N° P.22.1028.F
B. C.,
prévenue,
demanderesse en cassation,
ayant pour conseils Maîtres Gust Detienne, avocat au barreau de Louvain, et Pierre Lothe, avocat au barreau de Namur.
I. LA PROCÉDURE DEVANT LA COUR
Le pourvoi est dirigé contre un jugement rendu le 14 juin 2022 par le tribunal correctionnel de Namur, statuant en degré d’appel.
La demanderesse invoque un moyen dans un mémoire annexé au présent arrêt, en copie certifiée conforme.
Le président chevalier Jean de Codt a fait rapport.
L’avocat général Damien Vandermeersch a conclu.
II. LA DÉCISION DE LA COUR
Le moyen est pris, notamment, de la violation de l’article 6.1 de la Convention de sauvegarde des droits de l’homme et des libertés fondamentales. La demanderesse critique le jugement en ce qu’il n’admet pas le dépassement du délai raisonnable alors que plus de quatre ans séparent l’infraction commise de son jugement en degré d’appel.

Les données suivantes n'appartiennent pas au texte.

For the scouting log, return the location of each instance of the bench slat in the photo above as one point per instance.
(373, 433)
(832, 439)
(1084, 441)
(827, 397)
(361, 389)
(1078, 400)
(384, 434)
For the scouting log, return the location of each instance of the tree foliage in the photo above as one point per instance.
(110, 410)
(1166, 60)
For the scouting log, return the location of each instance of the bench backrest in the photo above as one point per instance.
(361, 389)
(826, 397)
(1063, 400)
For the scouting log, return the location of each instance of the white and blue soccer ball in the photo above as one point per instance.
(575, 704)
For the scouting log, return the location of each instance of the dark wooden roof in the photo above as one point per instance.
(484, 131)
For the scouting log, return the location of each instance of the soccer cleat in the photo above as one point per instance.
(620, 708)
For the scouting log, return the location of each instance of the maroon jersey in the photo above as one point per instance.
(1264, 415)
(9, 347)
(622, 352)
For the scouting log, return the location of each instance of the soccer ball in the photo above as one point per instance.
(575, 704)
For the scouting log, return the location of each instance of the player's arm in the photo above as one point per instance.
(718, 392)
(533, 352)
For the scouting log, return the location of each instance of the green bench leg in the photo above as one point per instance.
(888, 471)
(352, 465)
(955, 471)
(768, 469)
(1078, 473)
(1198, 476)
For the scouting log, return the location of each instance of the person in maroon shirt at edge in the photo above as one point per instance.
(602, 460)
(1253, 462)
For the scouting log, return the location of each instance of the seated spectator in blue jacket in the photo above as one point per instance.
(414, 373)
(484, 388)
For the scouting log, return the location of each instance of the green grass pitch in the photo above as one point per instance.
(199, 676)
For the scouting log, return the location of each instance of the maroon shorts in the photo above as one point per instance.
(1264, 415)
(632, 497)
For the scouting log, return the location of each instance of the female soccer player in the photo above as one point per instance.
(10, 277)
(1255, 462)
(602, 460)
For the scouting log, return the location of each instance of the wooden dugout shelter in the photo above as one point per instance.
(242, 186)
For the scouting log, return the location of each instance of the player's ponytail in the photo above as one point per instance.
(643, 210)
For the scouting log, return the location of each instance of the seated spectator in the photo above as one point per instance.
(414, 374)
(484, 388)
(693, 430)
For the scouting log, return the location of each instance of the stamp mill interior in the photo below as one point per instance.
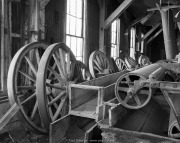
(90, 71)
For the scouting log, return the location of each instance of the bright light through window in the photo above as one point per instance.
(74, 27)
(142, 43)
(114, 39)
(132, 42)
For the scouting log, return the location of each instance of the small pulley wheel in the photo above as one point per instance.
(99, 64)
(129, 92)
(121, 64)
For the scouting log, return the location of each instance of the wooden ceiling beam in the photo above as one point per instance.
(125, 4)
(167, 7)
(142, 20)
(150, 32)
(154, 36)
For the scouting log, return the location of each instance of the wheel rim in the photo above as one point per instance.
(54, 74)
(143, 60)
(130, 96)
(121, 64)
(24, 66)
(130, 62)
(99, 64)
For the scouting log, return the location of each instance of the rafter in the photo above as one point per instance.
(142, 20)
(155, 35)
(125, 4)
(150, 32)
(164, 7)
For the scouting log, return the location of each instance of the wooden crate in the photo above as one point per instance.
(73, 129)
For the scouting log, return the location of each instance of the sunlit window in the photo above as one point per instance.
(132, 42)
(114, 39)
(74, 27)
(142, 43)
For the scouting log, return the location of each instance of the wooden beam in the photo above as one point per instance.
(155, 35)
(147, 17)
(150, 31)
(125, 4)
(164, 7)
(142, 20)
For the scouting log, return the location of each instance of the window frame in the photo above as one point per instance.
(115, 42)
(75, 35)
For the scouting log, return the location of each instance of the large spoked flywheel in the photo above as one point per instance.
(21, 84)
(130, 94)
(54, 75)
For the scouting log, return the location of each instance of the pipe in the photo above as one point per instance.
(169, 34)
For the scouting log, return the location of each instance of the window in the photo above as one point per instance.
(114, 39)
(74, 27)
(142, 43)
(132, 42)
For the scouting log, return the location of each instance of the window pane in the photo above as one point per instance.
(73, 7)
(79, 27)
(68, 41)
(79, 47)
(68, 6)
(79, 8)
(67, 24)
(79, 58)
(73, 45)
(72, 25)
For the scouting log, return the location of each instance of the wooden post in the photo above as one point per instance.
(101, 26)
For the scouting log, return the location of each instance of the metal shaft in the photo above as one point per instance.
(169, 34)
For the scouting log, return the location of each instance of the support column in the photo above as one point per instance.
(169, 34)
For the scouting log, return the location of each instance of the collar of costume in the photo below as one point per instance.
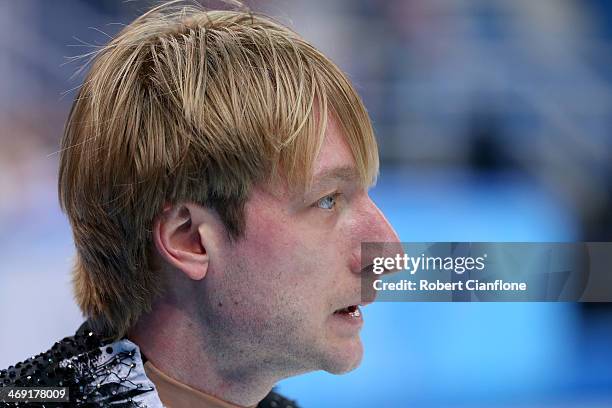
(98, 373)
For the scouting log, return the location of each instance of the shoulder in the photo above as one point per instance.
(92, 369)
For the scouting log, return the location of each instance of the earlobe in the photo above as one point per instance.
(177, 237)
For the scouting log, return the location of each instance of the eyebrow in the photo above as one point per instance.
(343, 173)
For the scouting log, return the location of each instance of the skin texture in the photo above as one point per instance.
(240, 316)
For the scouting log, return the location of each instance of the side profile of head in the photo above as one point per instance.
(215, 171)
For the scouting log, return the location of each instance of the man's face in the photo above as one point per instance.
(276, 293)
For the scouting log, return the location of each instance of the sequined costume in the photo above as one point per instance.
(98, 373)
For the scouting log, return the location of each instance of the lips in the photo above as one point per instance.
(352, 310)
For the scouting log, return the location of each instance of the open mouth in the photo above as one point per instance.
(352, 311)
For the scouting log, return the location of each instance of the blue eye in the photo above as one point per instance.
(328, 202)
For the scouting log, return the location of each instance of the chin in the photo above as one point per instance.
(344, 358)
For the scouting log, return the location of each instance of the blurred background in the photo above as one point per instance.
(494, 119)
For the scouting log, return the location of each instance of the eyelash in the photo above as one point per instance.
(333, 196)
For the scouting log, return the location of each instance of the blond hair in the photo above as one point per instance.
(189, 105)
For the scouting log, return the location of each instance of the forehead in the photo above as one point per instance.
(335, 157)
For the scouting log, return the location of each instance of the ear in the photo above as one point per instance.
(179, 236)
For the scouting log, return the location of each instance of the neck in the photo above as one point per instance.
(182, 348)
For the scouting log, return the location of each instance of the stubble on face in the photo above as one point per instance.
(271, 298)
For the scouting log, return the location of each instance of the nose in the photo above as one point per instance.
(379, 239)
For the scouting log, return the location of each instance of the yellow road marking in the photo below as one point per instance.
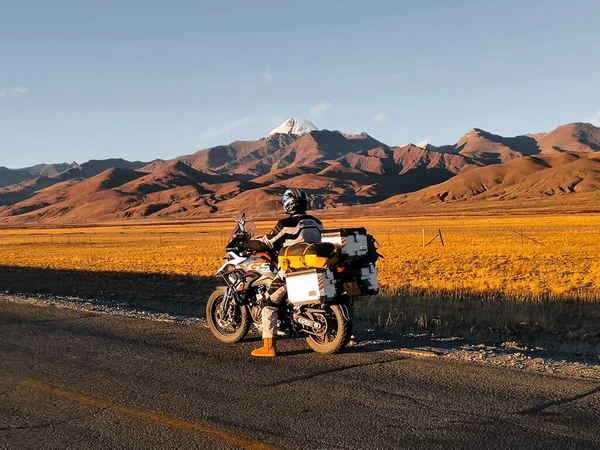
(149, 416)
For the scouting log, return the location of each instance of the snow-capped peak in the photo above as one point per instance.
(294, 126)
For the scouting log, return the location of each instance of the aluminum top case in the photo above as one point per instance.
(352, 242)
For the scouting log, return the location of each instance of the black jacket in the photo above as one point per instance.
(289, 231)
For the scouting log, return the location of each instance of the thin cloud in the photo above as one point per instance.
(380, 118)
(425, 143)
(17, 90)
(594, 120)
(228, 127)
(320, 109)
(268, 76)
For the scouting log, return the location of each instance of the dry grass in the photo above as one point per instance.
(558, 257)
(530, 279)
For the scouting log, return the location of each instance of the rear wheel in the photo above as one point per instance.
(228, 321)
(336, 330)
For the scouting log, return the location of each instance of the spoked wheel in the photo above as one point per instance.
(335, 330)
(228, 321)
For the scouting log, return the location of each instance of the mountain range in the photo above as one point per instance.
(335, 168)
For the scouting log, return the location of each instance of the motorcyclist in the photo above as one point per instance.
(298, 227)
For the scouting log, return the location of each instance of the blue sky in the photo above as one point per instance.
(155, 79)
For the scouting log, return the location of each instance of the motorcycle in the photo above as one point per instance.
(325, 323)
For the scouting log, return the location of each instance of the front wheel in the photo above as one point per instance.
(228, 321)
(337, 330)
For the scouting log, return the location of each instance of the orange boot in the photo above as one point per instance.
(268, 349)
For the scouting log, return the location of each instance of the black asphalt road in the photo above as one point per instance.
(73, 379)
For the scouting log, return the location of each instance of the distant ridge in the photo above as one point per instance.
(335, 168)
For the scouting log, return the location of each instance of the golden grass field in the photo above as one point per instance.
(553, 257)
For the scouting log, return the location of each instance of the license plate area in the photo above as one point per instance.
(352, 288)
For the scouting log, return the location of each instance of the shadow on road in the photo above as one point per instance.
(163, 292)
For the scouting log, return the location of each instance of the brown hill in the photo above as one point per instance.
(335, 168)
(573, 137)
(524, 178)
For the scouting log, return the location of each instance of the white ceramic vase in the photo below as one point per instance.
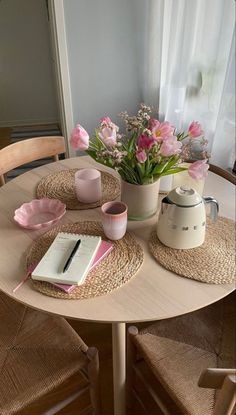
(142, 200)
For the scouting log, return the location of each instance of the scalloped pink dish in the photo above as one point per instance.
(39, 213)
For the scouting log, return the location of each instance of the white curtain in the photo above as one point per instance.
(189, 68)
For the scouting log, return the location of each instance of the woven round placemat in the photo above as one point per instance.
(112, 272)
(60, 185)
(213, 262)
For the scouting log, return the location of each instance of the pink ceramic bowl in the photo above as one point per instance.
(39, 213)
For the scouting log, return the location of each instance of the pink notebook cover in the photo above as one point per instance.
(103, 250)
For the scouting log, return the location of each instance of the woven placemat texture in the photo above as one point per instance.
(112, 272)
(213, 262)
(60, 185)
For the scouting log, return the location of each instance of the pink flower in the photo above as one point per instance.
(195, 129)
(198, 169)
(160, 130)
(145, 142)
(170, 146)
(141, 156)
(79, 139)
(108, 136)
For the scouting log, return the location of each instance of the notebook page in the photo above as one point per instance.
(50, 268)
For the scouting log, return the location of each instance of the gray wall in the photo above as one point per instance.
(103, 52)
(27, 89)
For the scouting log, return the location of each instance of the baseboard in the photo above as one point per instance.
(25, 123)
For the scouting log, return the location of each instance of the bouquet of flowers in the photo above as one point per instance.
(149, 150)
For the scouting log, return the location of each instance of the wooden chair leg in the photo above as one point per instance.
(93, 376)
(131, 358)
(2, 180)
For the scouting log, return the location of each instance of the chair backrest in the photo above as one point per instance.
(225, 380)
(29, 150)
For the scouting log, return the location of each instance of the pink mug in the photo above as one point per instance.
(88, 185)
(114, 219)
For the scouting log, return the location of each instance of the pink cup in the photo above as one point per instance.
(88, 185)
(114, 219)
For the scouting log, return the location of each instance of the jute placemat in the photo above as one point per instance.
(213, 262)
(60, 185)
(112, 272)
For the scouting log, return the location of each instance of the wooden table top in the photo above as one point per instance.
(153, 293)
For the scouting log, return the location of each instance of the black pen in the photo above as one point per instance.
(67, 264)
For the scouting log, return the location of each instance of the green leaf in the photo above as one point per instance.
(173, 171)
(159, 168)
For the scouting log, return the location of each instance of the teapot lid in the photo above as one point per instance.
(184, 196)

Il ressort notamment des pièces de la procédure que
- la demanderesse a été poursuivie pour un excès de vitesse ;
- l’infraction a été commise le 10 avril 2018 ;
- le procès-verbal a été envoyé à la contrevenante le 20 avril 2018 ;
- la citation à comparaître au tribunal de police lui a été signifiée le 26 février 2020 ;
- le premier juge a statué le 5 juin 2020 ;
- la demanderesse a relevé appel le 6 juillet 2020 ;
- le tribunal correctionnel a examiné l’affaire le 26 avril 2022 et a rendu son jugement dans le mois.
Le caractère raisonnable de la durée d’une procédure s’apprécie suivant les circonstances de la cause, en la considérant dans son ensemble et en ayant égard à la complexité de l’affaire, au comportement du requérant et à celui des autorités compétentes, ainsi qu’à l’enjeu du litige.
Enregistré par un appareil radar, l’excès de vitesse reproché à la demanderesse a été reconnu sans réserve par celle-ci. L’instruction de l’affaire n’a pas nécessité d’autres devoirs qu’une audition de la conductrice en infraction, et la jonction d’un extrait de son casier judiciaire ainsi que d’une copie de jugement.
Le jugement n’attribue à la prévenue aucune manœuvre dilatoire visant à retarder le déroulement du procès.
Sans doute la demanderesse n’assigne-t-elle à sa cause aucun enjeu imposant une diligence particulière aux autorités de poursuite et de jugement.
Cependant, la chronologie de la procédure fait apparaître une double période de latence puisque la citation originelle a été signifiée à la prévenue plus de vingt-deux mois après que le procès-verbal lui a été envoyé, et que le tribunal correctionnel a examiné l’affaire plus de vingt et un mois après la date de l’appel.
En réponse aux conclusions de la demanderesse soutenant que ces délais cumulés sont excessifs, le jugement énonce uniquement que le parcours du dossier tel qu’il le détaille ne révèle aucun dépassement.
Sur la base de cette énonciation, les juges d’appel n’ont pu légalement décider que le délai raisonnable n’était pas dépassé.
Le moyen est fondé.
Et les formalités substantielles ou prescrites à peine de nullité ont été observées et la décision est, sauf l’illégalité relevée ci-dessus, conforme à la loi.
PAR CES MOTIFS,
LA COUR
Casse le jugement attaqué en tant qu’il décide que la cause a été entendue dans un délai raisonnable, et en tant qu’il se prononce sur la peine ;
Rejette le pourvoi pour le surplus ;
Ordonne que mention du présent arrêt sera faite en marge du jugement partiellement cassé ;
Condamne la demanderesse au quart des frais de son pourvoi et réserve le surplus pour qu’il y soit statué par la juridiction de renvoi ;
Renvoie la cause, ainsi limitée, au tribunal correctionnel de Namur, autrement composé, siégeant en degré d’appel.
Lesdits frais taxés à la somme de cent cinquante-trois euros soixante-sept centimes dus.
Ainsi jugé par la Cour de cassation, deuxième chambre, à Bruxelles, où siégeaient le chevalier Jean de Codt, président, Françoise Roggen, Eric de Formanoir, François Stévenart Meeûs et Ignacio de la Serna, conseillers, et prononcé en audience publique du seize novembre deux mille vingt-deux par le chevalier Jean de Codt, président, en présence de Michel Nolet de Brauwere, avocat général, avec l’assistance de Fabienne Gobert, greffier.